It was two years ago this month. Our unmarried daughter met us for dinner and announced that she was pregnant with her third child. I tossed and turned that night as I thought about this third grandson who would be born into my daughter’s single-parent family.

Less than 24 hours later, my son called to say that his baby girl had arrived, but was being taken by life flight to Cardinal Glennon Hospital in St. Louis, Miss. They didn’t know if the baby would survive. The neurological team said she would have brain damage if she managed to make it through her first day of life.

In the moment my daughter told me she was pregnant again, I immediately began doing damage control. Instantly, I knew that I would not sign a teaching contract for the following year.

Maybe my daughter could move back in with us. Maybe we could babysit, and she could work. Maybe these grandchildren would have some concept of family through grandparents and extended family.

When my son called with the news about his baby girl less than a day later, I couldn’t think at all. I wasn’t planning. There was no strategy in my head. It was too big, the news too unexpected, too awful to analyze and process and mitigate.

We took each day as it came. The first family crisis sent me into damage-control mode. The second family crisis left me adrift. No mother could wrap her arms around this.

I took the overnight shift at the hospital. My daughter-in-law could barely walk in the days that followed that traumatic birth. She and my son seemed to be in post-traumatic stress.

That’s how it is when a baby is born without life signs, when you are told she may not survive, when you watch her have two seizures in her first 24 hours of life and the experts say that she will have brain damage.

Instinctively, I activated a social teaching of the Church that isn’t talked about very much. The Compendium on Social Doctrine of the Church says that there is to be a “social priority of the family” (252). It goes on to say there must be “the recognition on the part of civil society and the State of the priority of the family over every other community” (254).

In short, family comes first.

That night, my husband and I talked it over.

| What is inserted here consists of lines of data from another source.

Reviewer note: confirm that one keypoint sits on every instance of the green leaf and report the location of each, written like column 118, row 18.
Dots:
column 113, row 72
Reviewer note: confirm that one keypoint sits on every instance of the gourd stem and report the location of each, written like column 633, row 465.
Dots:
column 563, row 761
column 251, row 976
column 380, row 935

We both knew what I had to do. It was time to be a mother and grandmother before anything else. I talked to my parish priest, I prayed a lot and then I submitted a letter of resignation.

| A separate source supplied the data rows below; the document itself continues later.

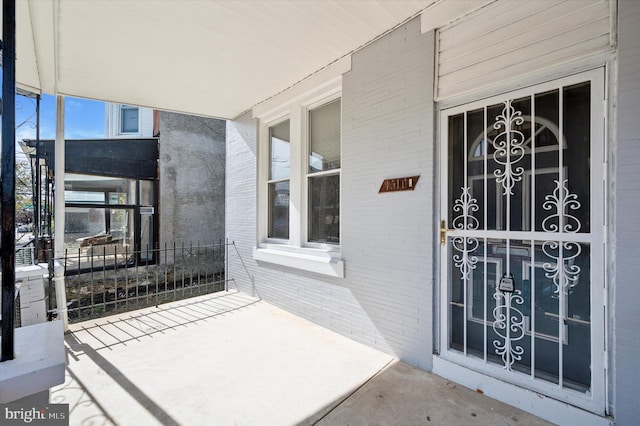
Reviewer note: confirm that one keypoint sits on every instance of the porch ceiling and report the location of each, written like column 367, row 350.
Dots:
column 215, row 58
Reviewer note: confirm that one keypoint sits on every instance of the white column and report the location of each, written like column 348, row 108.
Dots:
column 58, row 220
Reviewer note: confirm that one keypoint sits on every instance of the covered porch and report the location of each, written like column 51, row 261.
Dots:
column 229, row 358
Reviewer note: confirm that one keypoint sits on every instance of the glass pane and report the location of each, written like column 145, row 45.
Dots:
column 475, row 166
column 280, row 151
column 90, row 189
column 456, row 163
column 576, row 158
column 325, row 134
column 121, row 224
column 279, row 210
column 129, row 120
column 147, row 195
column 324, row 209
column 146, row 237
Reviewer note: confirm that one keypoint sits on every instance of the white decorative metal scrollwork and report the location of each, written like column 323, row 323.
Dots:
column 560, row 203
column 564, row 272
column 509, row 324
column 509, row 145
column 465, row 206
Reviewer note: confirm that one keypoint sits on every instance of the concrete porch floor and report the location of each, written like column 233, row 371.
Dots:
column 229, row 359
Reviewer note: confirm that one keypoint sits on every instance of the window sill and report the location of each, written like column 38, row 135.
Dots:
column 319, row 261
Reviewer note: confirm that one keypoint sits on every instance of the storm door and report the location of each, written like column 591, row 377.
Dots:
column 522, row 238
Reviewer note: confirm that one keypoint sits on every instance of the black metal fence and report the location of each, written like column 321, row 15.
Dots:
column 106, row 280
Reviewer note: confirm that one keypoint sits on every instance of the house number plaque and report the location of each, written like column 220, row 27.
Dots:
column 399, row 184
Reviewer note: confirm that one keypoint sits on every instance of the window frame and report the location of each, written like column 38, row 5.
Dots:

I believe God honored our desire to put family first. Within months, my daughter and her three sons converted and entered the Catholic Church. The very next day, an MRI showed that my granddaughter had been miraculously spared brain damage.

She has had two surgeries since her birth to address other complications stemming from the traumatic birth, and my son and his family stay with us often to be close to physical therapy sessions in St. Louis. But the two-year old that was supposed to have brain damage has met or exceeded all mental development milestones. And the physical therapy is helping in the areas affected by the nerve damage.

The eyes of the Church are on the World Meeting on Families in September 2015. It is an important time in the life of our Church. Now, more than ever, we are being called to put family above all earthly things, and that includes our employment.

Family comes first.

We must help to meet their temporal needs, but we must also meet their spiritual needs. Just as the Church helps us along our personal pilgrimage to Heaven, the domestic church is a vehicle for the salvation of the family.

Rarely is one called upon to set aside work for family. Typically, work is necessary for the financial viability of the family. But we must never get our priorities out of whack. The family has priority over every other community on earth. Solidarity begins in the home.